As the CMOS volatile memory (SRAM or DRAM) technology is improved, many types of high-density memory cell repair methods have been introduced. These are laser fusing, electrical poly fusing, ONO antifuse, CMOS antifuse and so on.
Poly and metal fusing with laser instruments have widely been used in most of the memory manufacturers'. These, however, are not only very expensive, but have a limitation that they can only be done on wafer test, and that they are impossible to use at final test after packaging. Antifuse based on anti-fusing thin oxide between two electrodes has more reliable pre-/post-breakdown characteristics and has been adopted successfully in some commercial circuits, that is, the via antifuse used in the field programmable gate array (FPGA) from Actel, and the oxide-nitride-oxide (ONO) antifuse in DRAM from Hynix. But they are not directly applicable to standard CMOS products because of their incompatibility with standard CMOS process technology.

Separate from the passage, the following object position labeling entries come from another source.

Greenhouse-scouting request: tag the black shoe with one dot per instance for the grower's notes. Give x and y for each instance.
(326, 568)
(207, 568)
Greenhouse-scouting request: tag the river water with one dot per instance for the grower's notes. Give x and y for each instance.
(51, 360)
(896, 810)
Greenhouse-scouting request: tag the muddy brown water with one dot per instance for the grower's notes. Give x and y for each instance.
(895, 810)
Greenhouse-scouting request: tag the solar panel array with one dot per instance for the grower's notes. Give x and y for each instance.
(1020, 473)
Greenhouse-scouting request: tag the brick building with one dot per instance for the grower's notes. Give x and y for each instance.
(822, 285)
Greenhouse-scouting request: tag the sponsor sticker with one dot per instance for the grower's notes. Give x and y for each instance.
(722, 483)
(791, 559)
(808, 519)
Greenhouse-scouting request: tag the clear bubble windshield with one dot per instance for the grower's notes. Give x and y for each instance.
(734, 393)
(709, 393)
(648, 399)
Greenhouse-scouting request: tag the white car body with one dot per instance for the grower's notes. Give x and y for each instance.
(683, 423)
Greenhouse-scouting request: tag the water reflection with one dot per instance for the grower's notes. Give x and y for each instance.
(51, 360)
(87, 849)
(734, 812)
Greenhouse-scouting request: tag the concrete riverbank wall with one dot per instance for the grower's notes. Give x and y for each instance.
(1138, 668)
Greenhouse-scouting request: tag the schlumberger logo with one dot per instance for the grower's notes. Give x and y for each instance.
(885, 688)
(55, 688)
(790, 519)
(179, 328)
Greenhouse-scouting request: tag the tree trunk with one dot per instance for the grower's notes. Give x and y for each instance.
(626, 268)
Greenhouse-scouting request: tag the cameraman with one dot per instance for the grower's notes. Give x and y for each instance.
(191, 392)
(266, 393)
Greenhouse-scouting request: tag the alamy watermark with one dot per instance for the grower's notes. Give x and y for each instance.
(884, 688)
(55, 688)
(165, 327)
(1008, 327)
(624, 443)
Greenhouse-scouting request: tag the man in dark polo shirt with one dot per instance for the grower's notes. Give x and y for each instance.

In this thesis, I propose novel CMOS antifuse one-time programmable (OTP) ROM structure which is fully compatible with standard CMOS process and its application circuit, named, the 3-transistor cell CMOS OTP ROM array. The 3-T cell CMOS OTP ROM array is composed of only three nMOS's. They are an nMOS antifuse, a high-voltage blocking nMOS and a cell access transistor. And this cell occupies very small chip area per 1-bit $(<10\mu^2 \MVAT ANAM 0.18\mu technology)$. The CMOS OTP ROM array using the antifuse based on permanent breakdown of MOSFET gate oxide is fabricated and characterized with several standard CMOS processes such as TSMC 0.18㎛, ANAM 0.18㎛ and ANAM 0.25㎛ process technologies. Most of all, the 64-kb OTP ROM, which is fabricated with ANAM 0.18㎛ process, its measurement results show that the 3-T OTP ROM structure is well applicable to high-density embedded program ROM for micro-controller units, one-time programmable configuration memory for FPGA, and several types of embedded memory for general or special purpose digital logics. The experimental results show that the proposed structures can also be a viable technology option as a high-density OTP ROM array for modern analog circuits as well as digital program ROMs. The CMOS OTP ROM can also be used for many other analog circuit applications such as CMOS RF circuits, CMOS OP Amps, and ADCs and DACs requiring on-chip trimming ROMs to compensate for the process variations, device mismatches and so on.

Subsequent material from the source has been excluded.